DECLARE @json nvarchar(max) = N'{
   "0":{
      "id":1,
      "name":"\\u062a\\u0646"
   },
   "1":{
      "id":2,
      "name":"\\u0628\\u0633\\u062a\\u0647 10\\u062a\\u0627\\u06cc\\u06cc"
   },
   "2":{
      "id":3,
      "name":"\\u0639\\u062f\\u062f 10\\u062a\\u0627\\u06cc\\u06cc"
   },
   "5":{
      "id":6,
      "name":"\\u0639\\u062f\\u062f 1000\\u062a\\u0627\\u06cc\\u06cc"
   },
   "6":{
      "id":7,
      "name":"\\u06a9\\u06cc\\u0644\\u0648\\u06af\\u0631\\u0645"
   }
}'

Statement:

SELECT Units.*
FROM OPENJSON(REPLACE(@Json, N'\\u', N'\u')) AS i
CROSS APPLY OPENJSON(i.[value]) WITH (
   [Id] INT '$.id',
   [Name] NVARCHAR(MAX) '$.name'
) AS Units

Result:

Id  Name
1   تن
2   بسته 10تایی
3   عدد 10تایی
6   عدد 1000تایی
7   کیلوگرم
4
  • Even so, the string should contain a single backslash, not two. \\u0628 is invalid.

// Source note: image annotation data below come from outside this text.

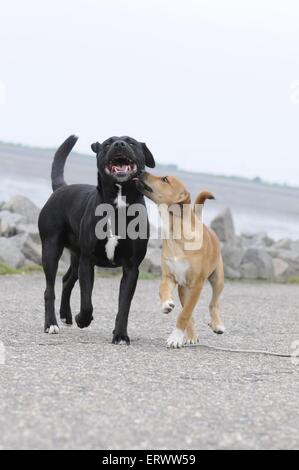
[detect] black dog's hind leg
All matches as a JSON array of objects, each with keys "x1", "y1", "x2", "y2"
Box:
[
  {"x1": 75, "y1": 256, "x2": 94, "y2": 328},
  {"x1": 112, "y1": 266, "x2": 139, "y2": 345},
  {"x1": 42, "y1": 239, "x2": 63, "y2": 334},
  {"x1": 60, "y1": 253, "x2": 79, "y2": 325}
]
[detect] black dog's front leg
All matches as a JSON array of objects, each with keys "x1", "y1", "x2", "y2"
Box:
[
  {"x1": 75, "y1": 256, "x2": 94, "y2": 328},
  {"x1": 112, "y1": 266, "x2": 139, "y2": 345}
]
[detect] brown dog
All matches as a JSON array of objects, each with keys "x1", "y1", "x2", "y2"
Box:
[{"x1": 138, "y1": 173, "x2": 224, "y2": 348}]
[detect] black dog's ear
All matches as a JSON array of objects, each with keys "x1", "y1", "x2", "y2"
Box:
[
  {"x1": 141, "y1": 143, "x2": 156, "y2": 168},
  {"x1": 91, "y1": 142, "x2": 102, "y2": 154}
]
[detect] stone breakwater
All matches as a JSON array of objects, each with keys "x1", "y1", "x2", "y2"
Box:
[{"x1": 0, "y1": 196, "x2": 299, "y2": 281}]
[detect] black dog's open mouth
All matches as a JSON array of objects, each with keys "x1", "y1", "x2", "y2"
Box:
[{"x1": 105, "y1": 156, "x2": 137, "y2": 176}]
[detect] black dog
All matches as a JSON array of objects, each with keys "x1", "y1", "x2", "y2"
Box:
[{"x1": 38, "y1": 136, "x2": 155, "y2": 344}]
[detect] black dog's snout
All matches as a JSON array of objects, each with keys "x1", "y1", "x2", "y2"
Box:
[{"x1": 113, "y1": 140, "x2": 126, "y2": 150}]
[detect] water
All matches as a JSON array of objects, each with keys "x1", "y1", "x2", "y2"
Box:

The correct escape sequnce is \u0628 Commented Aug 13, 2021 at 12:53
  • @PanagiotisKanavos It will so in the end, but since it's a literal residing in a different context a double backslash needs to be used to effectively print one backslash. Nested strings are like nested loops: logical.
    – AmigoJack
    Commented Aug 13, 2021 at 14:20
  • @AmigoJack no it's not. That's not how escaping works. That's why removing the double backslashes works. Whatever code produced this string has a serious bug. Try any online validator with a string with single backslashes. You'll see it works just fine. In fact, there's no reason to use escape sequences at all. Entering عدد 10تایی in the attribute value works just fine Commented Aug 13, 2021 at 15:36
  • Now I understood Q and A: it's not about UTF-8 or Unicode or JSON - it's about the mysterious source that "has" double backslashes. But there's no indication it's actually crafted like this or just mis-consumed already. In most SQL dialects a backslash in string literals has a special meaning - that's why I would consider N'{ "\\u062a" ... }' to be the proper SQL for an outcome of proper JSON.